The phylogeny tree was incapable of providing us which information could be used for the identification of the tested cultivars, although it represented all the variability in the tested cultivars. By using the genotypes of the tested cultivars (Table 4 showed), everyone could decide which primers to use to identify two cultivars, nevertheless, it would be not so straightforward but it would be done using a little more time to analyze the fingerprinting data in discriminating the tested tea cultivars. The CID directly allowed separation of cultivar sample at each step, and the whole identification process was displayed, which differed from the phylogeny tree and was an extension of the fingerprinting data. For these reasons, the CID method was a kind of useful complements to the phylogeny tree and fingerprinting data when used to quickly identify tea cultivars.
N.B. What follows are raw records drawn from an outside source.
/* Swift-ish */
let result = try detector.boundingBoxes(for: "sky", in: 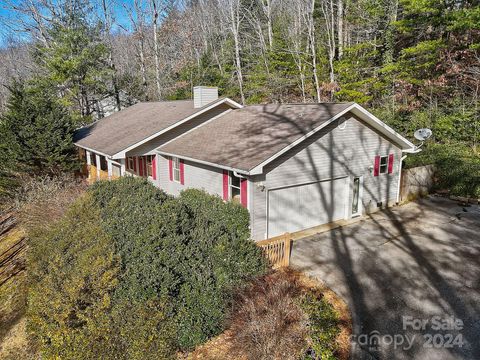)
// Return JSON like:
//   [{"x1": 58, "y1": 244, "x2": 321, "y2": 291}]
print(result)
[{"x1": 0, "y1": 0, "x2": 139, "y2": 48}]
From the phylogeny tree, we can find that the core SSR markers are not strongly correlated with the trait ‘cultivar processing-property’. In the near future, we will focus on the study of the linkage disequilibrium (LD)-based association analysis (Gupta et al. 2005) through SSR scanning of diverse tea cultivars (or germplasms), to detect SSR markers strongly correlated with target traits to help marker assistant selection in tea-breeding programs.

Conclusions

The 6 core SSR markers with long-core motif selected in the study on the bases of the degree of gene polymorphism and of genotype frequencies revealed, of easy and stable allele separation and scoring, enabled the full identification of 66 tested clonal tea cultivars.

The tea plant CID based on the suggested core SSR markers and genotyping data revealed, was a useful complement to the phylogeny tree and the fingerprinting data, provides help in quickly identifying the clonal tea cultivars and, consequently, in protecting the plant breeders’ rights.